Facebook Invites Get Restricted, Developers Cry
Posted by Nick O'Neill on February 29th, 2008 9:00 AMLast night Facebook finally turned on the invite restrictions that they have been speaking about for the past few weeks. I went and checked out a few of my apps all of which had now been limited to 12 invites per day. This drastic decrease in invitation limits is strangling the virality of applications and may soon kill much of what attracted developers to Facebook: the ability to quickly grab a large user base.
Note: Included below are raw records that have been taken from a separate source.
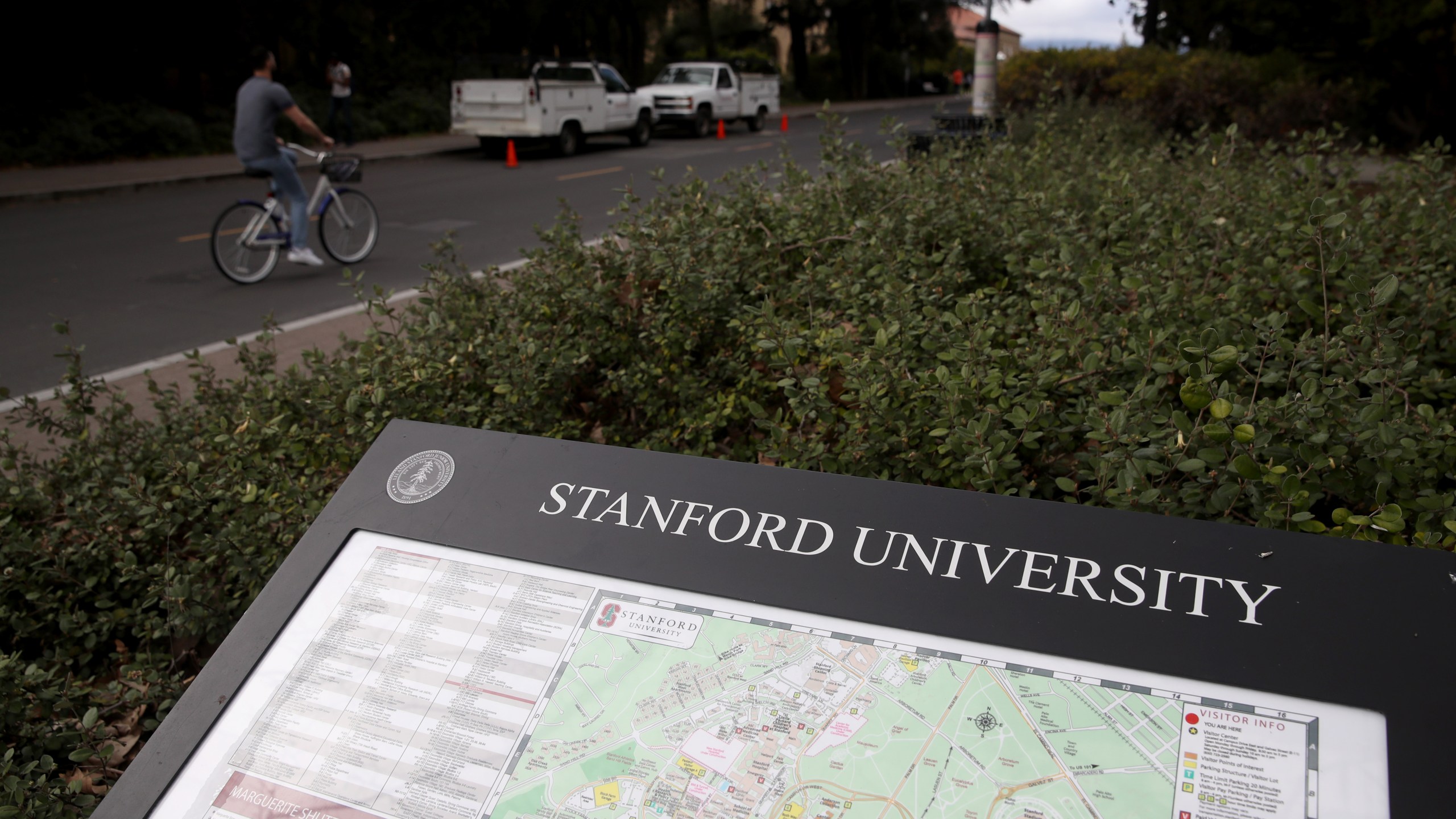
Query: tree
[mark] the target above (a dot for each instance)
(800, 16)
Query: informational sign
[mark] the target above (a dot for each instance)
(501, 660)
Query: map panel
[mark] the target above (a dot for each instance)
(430, 682)
(739, 717)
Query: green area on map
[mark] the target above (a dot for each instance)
(769, 723)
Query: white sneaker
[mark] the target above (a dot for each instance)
(305, 255)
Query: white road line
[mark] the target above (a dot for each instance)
(219, 346)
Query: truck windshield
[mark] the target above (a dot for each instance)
(683, 76)
(565, 73)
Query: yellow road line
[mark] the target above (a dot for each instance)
(229, 232)
(584, 174)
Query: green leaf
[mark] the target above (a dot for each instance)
(1385, 291)
(1183, 421)
(1247, 468)
(1194, 394)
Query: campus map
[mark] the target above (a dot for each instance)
(427, 682)
(776, 722)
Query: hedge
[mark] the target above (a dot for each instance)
(1264, 97)
(1207, 328)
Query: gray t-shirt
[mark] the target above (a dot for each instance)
(258, 105)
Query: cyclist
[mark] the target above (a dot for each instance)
(259, 101)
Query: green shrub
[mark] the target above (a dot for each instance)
(1207, 328)
(1264, 97)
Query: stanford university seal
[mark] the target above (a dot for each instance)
(421, 475)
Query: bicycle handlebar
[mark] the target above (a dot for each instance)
(313, 154)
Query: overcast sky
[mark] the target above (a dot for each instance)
(1075, 21)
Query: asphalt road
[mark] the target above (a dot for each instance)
(133, 274)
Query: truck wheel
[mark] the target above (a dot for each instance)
(493, 148)
(702, 121)
(643, 131)
(570, 140)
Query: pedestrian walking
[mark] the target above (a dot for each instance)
(259, 102)
(341, 98)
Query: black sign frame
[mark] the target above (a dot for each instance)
(1340, 605)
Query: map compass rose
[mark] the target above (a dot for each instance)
(986, 722)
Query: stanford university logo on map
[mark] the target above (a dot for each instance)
(421, 475)
(609, 615)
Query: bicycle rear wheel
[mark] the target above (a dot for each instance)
(349, 226)
(245, 263)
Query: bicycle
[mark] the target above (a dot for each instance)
(250, 235)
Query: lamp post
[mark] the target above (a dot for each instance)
(983, 84)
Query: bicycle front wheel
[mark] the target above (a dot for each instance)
(238, 251)
(349, 226)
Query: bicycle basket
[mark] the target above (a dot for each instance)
(344, 168)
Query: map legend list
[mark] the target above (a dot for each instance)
(1235, 766)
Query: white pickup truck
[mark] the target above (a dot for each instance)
(562, 102)
(700, 94)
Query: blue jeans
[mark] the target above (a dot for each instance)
(283, 168)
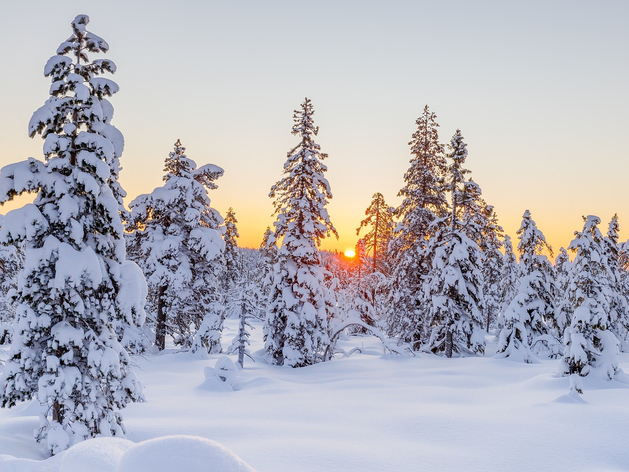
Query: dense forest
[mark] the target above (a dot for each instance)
(88, 282)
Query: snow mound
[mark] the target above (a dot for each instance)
(220, 377)
(96, 455)
(185, 453)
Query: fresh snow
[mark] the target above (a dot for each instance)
(367, 412)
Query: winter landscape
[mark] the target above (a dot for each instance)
(137, 333)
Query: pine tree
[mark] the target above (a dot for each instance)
(510, 275)
(230, 255)
(69, 297)
(589, 344)
(380, 220)
(424, 200)
(175, 239)
(534, 303)
(300, 304)
(455, 287)
(619, 306)
(563, 267)
(492, 264)
(243, 303)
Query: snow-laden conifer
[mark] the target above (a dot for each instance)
(589, 344)
(534, 303)
(455, 288)
(175, 239)
(510, 276)
(230, 254)
(379, 217)
(563, 266)
(618, 304)
(424, 200)
(300, 304)
(70, 295)
(10, 264)
(243, 304)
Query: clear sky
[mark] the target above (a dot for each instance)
(538, 88)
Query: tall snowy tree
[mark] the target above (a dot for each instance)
(176, 241)
(618, 304)
(455, 283)
(563, 268)
(70, 295)
(424, 200)
(10, 265)
(230, 255)
(379, 217)
(534, 304)
(510, 275)
(589, 344)
(300, 304)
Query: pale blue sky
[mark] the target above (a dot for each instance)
(538, 88)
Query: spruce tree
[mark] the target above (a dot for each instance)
(534, 303)
(379, 217)
(589, 344)
(455, 287)
(510, 275)
(176, 240)
(230, 255)
(424, 200)
(69, 296)
(563, 268)
(10, 264)
(300, 304)
(619, 306)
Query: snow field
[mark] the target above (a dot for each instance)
(367, 412)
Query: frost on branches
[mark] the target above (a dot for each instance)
(65, 350)
(589, 344)
(296, 327)
(455, 282)
(534, 303)
(379, 217)
(176, 240)
(10, 265)
(424, 200)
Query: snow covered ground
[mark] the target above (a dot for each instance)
(366, 412)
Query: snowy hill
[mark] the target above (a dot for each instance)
(367, 412)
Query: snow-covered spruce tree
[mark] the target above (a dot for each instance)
(243, 304)
(65, 351)
(534, 303)
(455, 283)
(230, 254)
(589, 345)
(618, 304)
(266, 263)
(492, 264)
(11, 261)
(424, 200)
(176, 241)
(295, 331)
(379, 217)
(509, 279)
(563, 267)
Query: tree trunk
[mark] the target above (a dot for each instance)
(448, 343)
(160, 328)
(57, 412)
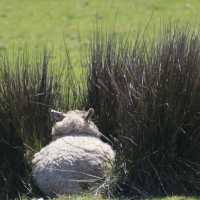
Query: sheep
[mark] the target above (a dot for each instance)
(75, 158)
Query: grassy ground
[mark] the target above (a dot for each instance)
(52, 21)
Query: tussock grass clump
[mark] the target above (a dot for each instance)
(146, 93)
(30, 85)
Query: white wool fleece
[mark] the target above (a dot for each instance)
(74, 159)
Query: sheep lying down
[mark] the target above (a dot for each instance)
(75, 158)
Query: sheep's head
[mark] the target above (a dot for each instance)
(74, 122)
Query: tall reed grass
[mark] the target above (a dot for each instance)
(30, 85)
(146, 93)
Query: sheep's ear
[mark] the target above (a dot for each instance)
(56, 115)
(89, 114)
Without investing in advertising campaigns, new applications will find it increasingly difficult to experience much growth at all. Facebook argues that good applications will naturally spread and will in turn be rewarded. That nobody has come forward and suggested that their application has invite limits greater than 12 may suggest that there are no applications that have effectively leveraged the social graph.
One of two things will occur: (1) Facebook will end up killing all the virality of applications, or (2) better applications will begin to launch that offer users much more value and enable significant viral opportunity. The real test at this point is to find the first application that succeeds at this. Additionally, it would be great if Facebook provides developers with a little bit of advice on how to best optimize for the platform.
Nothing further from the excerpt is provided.